Im Normalfall nicht. Der Mitarbeiter muss sich enorm daneben benehmen. Als Führungskraft muss ich verhindern, dass es erst zu solch einer Situation kommt. Eine Lösung wäre zum Beispiel, dass der Chef einen der Mitarbeiter in eine andere Abteilung versetzt. Vorher sollte der Chef allerdings schauen, ob dem Streit zwischen zwei Mitarbeitern ein gewisses Muster zugrunde liegt. Vielleicht reicht es auch schon, wenn die beiden nicht mehr gemeinsam an demselben Projekt arbeiten.
Jetzt muss der Chef ran
Wann muss die Führungskraft einschreiten?
Die Führungskraft muss schon im Vorfeld eines Konflikts Präventionsarbeit leisten. Sie muss ihre Mitarbeiter beobachten und einen Blick dafür entwickeln, wann es sinnvoll ist, einzuschreiten. Wenn der Konflikt stark eskaliert, ist es schon zu spät.
Was heißt das konkret?
Das ist der Fall, wenn der Mitarbeiter mit Bauchschmerzen zur Arbeit geht, der Kollege zum Feindbild geworden ist. Dann gibt es bereits einen wirtschaftlichen Schaden.
Wie müssen Chefs auf die Streithähne zugehen, um das zu verhindern?

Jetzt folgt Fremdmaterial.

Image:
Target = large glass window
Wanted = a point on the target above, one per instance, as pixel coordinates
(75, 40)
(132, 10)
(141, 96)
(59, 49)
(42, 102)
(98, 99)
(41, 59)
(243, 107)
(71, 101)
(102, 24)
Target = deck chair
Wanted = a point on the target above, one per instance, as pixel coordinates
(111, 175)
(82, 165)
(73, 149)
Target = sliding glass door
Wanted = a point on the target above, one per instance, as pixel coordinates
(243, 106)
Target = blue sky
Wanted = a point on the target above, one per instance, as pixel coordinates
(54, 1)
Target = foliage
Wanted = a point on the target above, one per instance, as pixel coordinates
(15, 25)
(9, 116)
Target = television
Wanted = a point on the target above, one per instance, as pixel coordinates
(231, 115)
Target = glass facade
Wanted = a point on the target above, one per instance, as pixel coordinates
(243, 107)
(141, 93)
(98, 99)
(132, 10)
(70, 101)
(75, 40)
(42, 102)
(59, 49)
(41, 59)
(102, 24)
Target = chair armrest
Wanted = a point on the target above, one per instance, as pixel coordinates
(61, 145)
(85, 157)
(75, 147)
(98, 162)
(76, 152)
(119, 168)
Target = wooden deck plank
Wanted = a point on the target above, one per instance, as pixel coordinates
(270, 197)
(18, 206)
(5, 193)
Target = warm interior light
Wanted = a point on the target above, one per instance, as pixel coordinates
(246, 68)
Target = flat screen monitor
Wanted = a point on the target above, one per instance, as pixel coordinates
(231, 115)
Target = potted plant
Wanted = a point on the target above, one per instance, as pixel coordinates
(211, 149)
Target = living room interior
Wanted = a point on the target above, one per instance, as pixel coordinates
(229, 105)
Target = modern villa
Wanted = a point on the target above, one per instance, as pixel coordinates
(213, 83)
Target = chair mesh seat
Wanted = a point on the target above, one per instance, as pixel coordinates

Ich würde als Führungskraft unauffällig das Gespräch mit den Mitarbeitern suchen, ohne dass die anderen es mitbekommen und denken „Da muss etwas im Busch sein“. Der Chef sollte offen fragen, ob alles in Ordnung ist und bei Konflikten Unterstützung anbieten. Ungefähr so: „Schafft ihr das alleine oder sollen wir uns zu dritt zusammensetzen und darüber reden?“
Wie geht es dann weiter?
Wenn die Mitarbeiter die Hilfe der Führungskraft annehmen, ist es ihre Aufgabe, den Kommunikationsrahmen für die beiden Mitarbeiter zu gestalten. Viele Führungskräfte meinen, das Staffelholz in dieser Situation übernehmen zu müssen. Das ist falsch. Denn auch wenn die Führungskraft den Konflikt in zwei Minuten lösen kann, ist das nicht ihre Aufgabe. Nur wenn beide Mitarbeiter sich von selbst einigen, ist die Konfliktlösung nachhaltig – und es kommt mit einer geringeren Wahrscheinlichkeit wieder zum Streit.
Gibt es typische Fettnäpfchen, in die Chefs in diesen Gesprächen treten können ?
Wenn Chefs sich nicht mit Konfliktmoderation auskennen, kann das zu vielen Problemen führen. Zum Beispiel dazu, dass die Führungskraft zu autoritär auftritt, sich einmischt oder sich eine Partei benachteiligt und isoliert fühlt. So verhärtet der Konflikt sich womöglich noch. Führungskräfte müssen in einer solchen Situation enorm sensibel sein.
Wenn der Chef also ausgebildeter Konfliktmoderator ist, versteht sich jeder im Team automatisch mit seinen Kollegen?
Dass sich dann jeder mit jedem versteht, geht vom Anspruch her zu weit. Wenn jeder aber am Ende des Tages behaupten kann „Ich nehme keinen seelischen Ballast mit nach Hause.“, ist das schon gut.